Judging by the fact that Cidara Therapeutics Inc (NASDAQ:CDTX) has experienced declining sentiment from the aggregate hedge fund industry, logic holds that there exists a select few funds that elected to cut their positions entirely in the third quarter. At the top of the heap, Lawrence Hawkins’s Prosight Capital said goodbye to the largest stake of the 750 funds tracked by Insider Monkey, worth close to $0.6 million in stock. Israel Englander’s fund, Millennium Management, also said goodbye to its stock, about $0.3 million worth. These moves are intriguing to say the least, as total hedge fund interest dropped by 3 funds in the third quarter.

Let’s check out hedge fund activity in other stocks similar to Cidara Therapeutics Inc (NASDAQ:CDTX). These stocks are Kezar Life Sciences, Inc. (NASDAQ:KZR), ARC Document Solutions Inc (NYSE:ARC), Crown Crafts, Inc. (NASDAQ:CRWS), and Kentucky First Federal Bancorp (NASDAQ:KFFB). This group of stocks’ market valuations match CDTX’s market valuation.

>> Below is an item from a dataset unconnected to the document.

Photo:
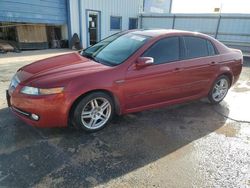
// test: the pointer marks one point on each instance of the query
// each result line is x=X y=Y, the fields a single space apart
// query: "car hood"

Ticker No of HFs with positions Total Value of HF Positions (x1000) Change in HF Position
KZR 8 5585 -2
ARC 8 8213 2
CRWS 8 7282 3
KFFB 1 512 0
Average 6.25 5398 0.75

View table here if you experience formatting issues.

As you can see these stocks had an average of 6.25 hedge funds with bullish positions and the average amount invested in these stocks was $5 million. That figure was $12 million in CDTX’s case. Kezar Life Sciences, Inc. (NASDAQ:KZR) is the most popular stock in this table. On the other hand Kentucky First Federal Bancorp (NASDAQ:KFFB) is the least popular one with only 1 bullish hedge fund positions. Cidara Therapeutics Inc (NASDAQ:CDTX) is not the least popular stock in this group but hedge fund interest is still below average. Our calculations showed that top 20 most popular stocks among hedge funds returned 37.4% in 2019 through the end of November and outperformed the S&P 500 ETF (SPY) by 9.9 percentage points. A small number of hedge funds were also right about betting on CDTX as the stock returned 17.8% during the first two months of Q4 and outperformed the market by an even larger margin.